Maka, sambung Fika, dengan menjadikannya nama jalan di Indonesia, negeri dengan jumlah penduduk Muslim terbesar di dunia, jelas semakin menunjukkan komitmen dan apresiasi terhadap warna ideologi Kemal Ataturk, yakni sekularisme dan nasionalisme.
Deislamisasi
Sudah menjadi rahasia umum, beber Fika, Ataturk adalah tokoh yang menghancurkan institusi Khilafah Islam terakhir yang pernah dimiliki umat. Seluruh garis kebijakannya memiliki warna deislamisasi di bawah slogan kemajuan modernisasi sebagai pembenar.
“Tak heran, eksistensi Ataturk di Turki tidak lebih adalah hasil rekayasa intelijen Inggris yang membuatnya memainkan peran sebagai agen Inggris yang loyal untuk meruntuhkan Khilafah di bawah bendera proyek sekularisasi dan modernisasi Turki,” paparnya.
Bahkan, lanjut Fika, diketahui juga pada tahun-tahun tersebut, di saat gelombang euforia tentang ide kemerdekaan nasional yang sangat kental dengan sekularismenya sedang mewabah di dunia Islam, Ataturk, yang juga seorang perwira militer memanfaatkan dengan tangan besinya mengganti syariah Islam sebagai konstitusi Turki dengan kode hukum Eropa yang jelas sekuler.

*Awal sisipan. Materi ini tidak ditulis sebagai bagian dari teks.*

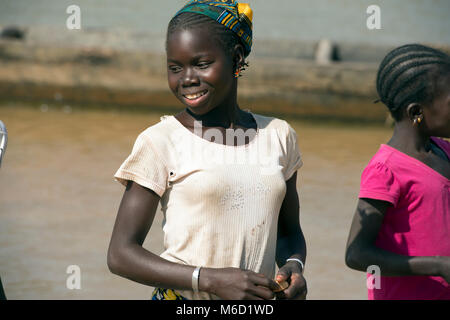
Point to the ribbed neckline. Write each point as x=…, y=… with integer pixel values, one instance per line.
x=179, y=124
x=418, y=162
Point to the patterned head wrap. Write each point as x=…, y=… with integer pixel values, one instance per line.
x=235, y=16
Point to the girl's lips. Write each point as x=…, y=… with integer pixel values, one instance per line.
x=195, y=99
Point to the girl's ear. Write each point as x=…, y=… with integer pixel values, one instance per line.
x=414, y=111
x=238, y=56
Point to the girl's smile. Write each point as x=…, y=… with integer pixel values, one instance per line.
x=200, y=73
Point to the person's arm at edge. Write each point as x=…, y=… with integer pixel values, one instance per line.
x=361, y=251
x=291, y=243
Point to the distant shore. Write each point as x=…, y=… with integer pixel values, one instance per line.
x=127, y=69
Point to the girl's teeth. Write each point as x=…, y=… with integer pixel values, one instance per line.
x=194, y=96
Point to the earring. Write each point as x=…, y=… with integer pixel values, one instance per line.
x=238, y=72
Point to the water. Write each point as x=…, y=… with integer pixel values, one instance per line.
x=402, y=21
x=58, y=201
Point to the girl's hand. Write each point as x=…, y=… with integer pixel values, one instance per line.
x=237, y=284
x=292, y=273
x=444, y=268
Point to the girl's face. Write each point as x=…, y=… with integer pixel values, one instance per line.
x=200, y=73
x=437, y=114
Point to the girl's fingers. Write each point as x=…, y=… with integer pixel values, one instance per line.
x=262, y=280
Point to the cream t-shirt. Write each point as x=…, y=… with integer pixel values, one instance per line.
x=220, y=202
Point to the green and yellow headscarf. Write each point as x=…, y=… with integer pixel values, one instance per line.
x=235, y=16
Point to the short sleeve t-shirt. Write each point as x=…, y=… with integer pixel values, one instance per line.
x=220, y=202
x=417, y=223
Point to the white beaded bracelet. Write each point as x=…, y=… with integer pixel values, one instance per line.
x=195, y=279
x=298, y=260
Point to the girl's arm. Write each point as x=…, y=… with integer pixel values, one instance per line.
x=127, y=257
x=361, y=250
x=291, y=244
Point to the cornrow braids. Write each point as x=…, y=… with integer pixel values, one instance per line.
x=410, y=74
x=189, y=20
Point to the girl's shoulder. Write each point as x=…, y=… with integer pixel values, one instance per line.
x=272, y=123
x=443, y=144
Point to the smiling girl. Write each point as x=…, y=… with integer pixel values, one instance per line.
x=226, y=223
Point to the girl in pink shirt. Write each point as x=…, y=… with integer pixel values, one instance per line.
x=402, y=222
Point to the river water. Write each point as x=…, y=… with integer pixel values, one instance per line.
x=58, y=200
x=402, y=21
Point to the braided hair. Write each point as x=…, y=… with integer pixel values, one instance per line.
x=189, y=20
x=409, y=74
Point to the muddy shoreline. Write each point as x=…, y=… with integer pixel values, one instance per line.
x=128, y=69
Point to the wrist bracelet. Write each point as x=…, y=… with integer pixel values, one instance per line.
x=195, y=279
x=298, y=260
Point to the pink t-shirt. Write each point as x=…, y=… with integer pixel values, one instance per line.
x=417, y=223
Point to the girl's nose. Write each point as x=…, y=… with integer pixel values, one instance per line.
x=190, y=78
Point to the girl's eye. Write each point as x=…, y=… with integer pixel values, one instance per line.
x=203, y=65
x=174, y=69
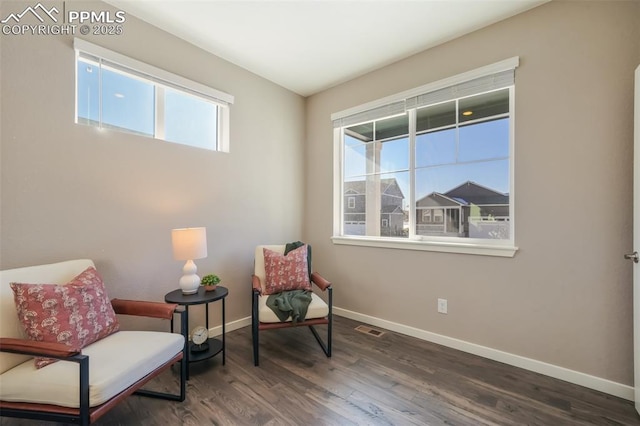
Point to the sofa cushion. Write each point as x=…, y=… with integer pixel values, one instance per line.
x=286, y=272
x=115, y=363
x=77, y=313
x=10, y=326
x=317, y=309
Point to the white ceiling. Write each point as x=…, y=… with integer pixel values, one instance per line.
x=310, y=45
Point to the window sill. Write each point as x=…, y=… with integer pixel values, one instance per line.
x=437, y=246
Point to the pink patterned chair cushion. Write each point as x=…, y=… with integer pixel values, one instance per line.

“Tidak berhenti di situ, Ataturk juga melarang pelajaran agama, melarang azan dalam bahasa Arab, mengubah Masjid Hagia Sophia menjadi museum, bahkan melarang hijab di sekolah dan kantor-kantor,” ungkapnya.
Sehingga, terhadap rencana penamaan jalan menggunakan nama tokoh sekuler tersebut, Fika juga memandang lebih sebagai upaya rezim menuju ke arah glorifikasi sekularisme dengan mengakui serta menunjukkan komitmen perjuangan yang sama dengan Ataturk.
“Sekaligus ini akan mempertegas bahwa pihak yang memperjuangkan nama Ataturk ini tidak akan pernah berpihak pada umat Islam apalagi berkomitmen menjaga ajarannya dari virus-virus sekularisme,” tambahnya.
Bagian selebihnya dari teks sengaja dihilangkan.